With the next mission to the Moon—Artemis One—delayed but still underway, NASA has teased us with plenty of details about the mission, like how the astronauts will get there, and what they will ride around on while on the moon. There was one part of the mission that hasn’t been announced yet but is equally critical: how to ferry those astronauts and their helpers to the Launch Pad. If this government website is correct, it looks like there’s going to be a new forward-controlled “Astrovan” built by Canoo.

Bloomberg first picked up that the U.S. General Services Administration’s website was updated last week with details of a new NASA contract with Canoo. According to the government website, the contract is valued at $147,855 with Canoo, but is open to other bidders until later this month.

Canoo didn’t deny it when reached by MotorTrend, but only stated that NASA has contacted them without elaborating. It’s possible things haven’t completely finalized yet, but we’ll probably know more very soon.

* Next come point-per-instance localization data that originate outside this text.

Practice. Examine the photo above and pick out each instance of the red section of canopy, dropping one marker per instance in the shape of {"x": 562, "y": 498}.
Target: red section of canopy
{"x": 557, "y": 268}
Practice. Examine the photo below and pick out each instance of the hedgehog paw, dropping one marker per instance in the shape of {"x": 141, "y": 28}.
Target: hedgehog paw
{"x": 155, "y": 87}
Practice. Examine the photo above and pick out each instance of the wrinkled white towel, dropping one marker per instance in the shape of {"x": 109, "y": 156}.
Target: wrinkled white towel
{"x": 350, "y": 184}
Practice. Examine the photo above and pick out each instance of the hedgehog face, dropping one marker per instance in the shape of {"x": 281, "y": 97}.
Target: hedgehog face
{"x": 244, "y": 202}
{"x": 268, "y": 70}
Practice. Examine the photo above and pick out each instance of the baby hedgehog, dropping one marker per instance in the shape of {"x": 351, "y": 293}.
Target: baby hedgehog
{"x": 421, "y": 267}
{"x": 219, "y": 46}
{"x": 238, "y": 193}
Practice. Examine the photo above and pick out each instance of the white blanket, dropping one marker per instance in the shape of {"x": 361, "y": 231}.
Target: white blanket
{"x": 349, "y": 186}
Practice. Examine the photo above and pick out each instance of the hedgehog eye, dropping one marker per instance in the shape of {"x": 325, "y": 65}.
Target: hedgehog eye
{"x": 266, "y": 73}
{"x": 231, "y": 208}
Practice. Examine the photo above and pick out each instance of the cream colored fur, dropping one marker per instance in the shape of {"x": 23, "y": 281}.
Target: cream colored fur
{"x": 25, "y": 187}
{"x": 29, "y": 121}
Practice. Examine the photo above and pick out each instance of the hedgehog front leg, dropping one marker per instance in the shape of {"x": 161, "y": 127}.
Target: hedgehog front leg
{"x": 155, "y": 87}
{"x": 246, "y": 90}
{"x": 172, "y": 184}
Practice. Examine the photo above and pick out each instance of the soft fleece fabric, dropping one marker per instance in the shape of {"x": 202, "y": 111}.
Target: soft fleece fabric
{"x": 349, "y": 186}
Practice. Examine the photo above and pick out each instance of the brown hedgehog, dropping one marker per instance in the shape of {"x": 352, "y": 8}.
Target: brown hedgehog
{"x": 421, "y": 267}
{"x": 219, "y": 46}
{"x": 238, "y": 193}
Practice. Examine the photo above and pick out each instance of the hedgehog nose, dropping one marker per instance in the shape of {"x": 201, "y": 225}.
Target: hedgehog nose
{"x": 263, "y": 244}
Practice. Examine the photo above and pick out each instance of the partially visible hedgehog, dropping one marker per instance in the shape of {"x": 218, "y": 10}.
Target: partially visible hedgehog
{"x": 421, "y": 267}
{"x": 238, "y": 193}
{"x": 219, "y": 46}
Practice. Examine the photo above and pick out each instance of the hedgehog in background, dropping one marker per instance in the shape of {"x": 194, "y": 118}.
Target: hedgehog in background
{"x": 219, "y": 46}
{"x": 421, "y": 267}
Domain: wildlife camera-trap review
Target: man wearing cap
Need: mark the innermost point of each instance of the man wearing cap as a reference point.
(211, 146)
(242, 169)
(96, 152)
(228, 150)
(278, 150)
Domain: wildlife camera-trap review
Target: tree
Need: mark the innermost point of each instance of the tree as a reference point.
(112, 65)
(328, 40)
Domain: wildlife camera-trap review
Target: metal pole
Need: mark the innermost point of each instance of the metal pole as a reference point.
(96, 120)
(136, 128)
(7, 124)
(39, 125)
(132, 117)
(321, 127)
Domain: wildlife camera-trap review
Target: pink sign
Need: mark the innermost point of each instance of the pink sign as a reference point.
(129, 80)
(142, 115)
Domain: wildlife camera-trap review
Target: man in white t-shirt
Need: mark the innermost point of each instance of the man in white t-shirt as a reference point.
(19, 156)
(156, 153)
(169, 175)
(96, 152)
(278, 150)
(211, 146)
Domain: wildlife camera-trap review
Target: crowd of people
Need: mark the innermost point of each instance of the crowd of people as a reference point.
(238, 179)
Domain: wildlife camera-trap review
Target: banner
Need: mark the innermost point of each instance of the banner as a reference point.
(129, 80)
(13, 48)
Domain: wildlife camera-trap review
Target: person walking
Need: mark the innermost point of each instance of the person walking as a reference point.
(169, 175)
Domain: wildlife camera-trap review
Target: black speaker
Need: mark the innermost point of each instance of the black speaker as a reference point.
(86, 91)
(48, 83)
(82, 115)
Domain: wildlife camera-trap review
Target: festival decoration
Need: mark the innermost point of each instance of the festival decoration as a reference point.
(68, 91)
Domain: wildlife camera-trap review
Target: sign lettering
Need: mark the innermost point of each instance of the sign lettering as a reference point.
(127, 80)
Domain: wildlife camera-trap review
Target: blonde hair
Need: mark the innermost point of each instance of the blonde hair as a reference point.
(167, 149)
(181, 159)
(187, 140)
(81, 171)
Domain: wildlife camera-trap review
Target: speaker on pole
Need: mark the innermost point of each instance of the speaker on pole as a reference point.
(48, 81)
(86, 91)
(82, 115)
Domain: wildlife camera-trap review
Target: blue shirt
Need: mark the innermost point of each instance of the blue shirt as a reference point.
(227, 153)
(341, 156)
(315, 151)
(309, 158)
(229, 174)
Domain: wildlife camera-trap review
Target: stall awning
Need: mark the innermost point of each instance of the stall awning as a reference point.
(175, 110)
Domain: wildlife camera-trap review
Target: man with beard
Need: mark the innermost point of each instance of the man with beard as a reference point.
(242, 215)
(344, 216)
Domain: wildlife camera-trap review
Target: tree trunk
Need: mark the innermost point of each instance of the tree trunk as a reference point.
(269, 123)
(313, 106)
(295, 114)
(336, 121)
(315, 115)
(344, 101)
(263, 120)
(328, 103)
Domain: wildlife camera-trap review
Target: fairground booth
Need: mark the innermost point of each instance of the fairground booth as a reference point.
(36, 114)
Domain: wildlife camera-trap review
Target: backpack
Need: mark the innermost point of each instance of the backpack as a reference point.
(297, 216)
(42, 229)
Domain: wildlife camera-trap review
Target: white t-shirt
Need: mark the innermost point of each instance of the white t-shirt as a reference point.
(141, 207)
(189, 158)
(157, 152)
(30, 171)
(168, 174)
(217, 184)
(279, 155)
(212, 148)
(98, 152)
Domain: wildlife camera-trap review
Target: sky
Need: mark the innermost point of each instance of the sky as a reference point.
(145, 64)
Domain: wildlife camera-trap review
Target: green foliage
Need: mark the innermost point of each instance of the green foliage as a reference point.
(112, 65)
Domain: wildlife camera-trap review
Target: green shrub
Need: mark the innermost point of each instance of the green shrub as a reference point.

We’re excited, not just as fans of Futurama and space travel, but as the last Astrovan is embedded in history as the 1983 Airstream Excella featured an all stainless steel body, glimmering as it took the shuttle astronauts and their equipment specialists a 22-minute ride from Operations to the Launch Pad at the Kennedy Space Center on Merritt Island, Florida.

The only issue is if the next wheeled shuttle can be called “Astrovan,” as Boeing and Airstream have since built “Astrovan II” and may be funny about sharing the name. It’s built off the Atlas motorhome that is based off of the Mercedes-Benz Sprinter chassis but modified for use by Boeing as part of their commercial crewed spaceflight program, the CST-100 Starliner. While Starliner has launched, it has yet to do so with a crew as it faced many issues during its first test flight—where it missed its target to reach and dock with the International Space Station—to issues with its propulsion system valves while waiting to launch on its second test mission.

Again, while it hasn’t been made official, word is that we’ll learn something soon from NASA about its next astronaut shuttle. Meanwhile, we dream about the amazing looking Astrovan, imagining the sun reflecting off its stainless steel body as it drives to the Launch Pad. For a vehicle with such a simple job, it still looked as amazing as it was iconic while doing it.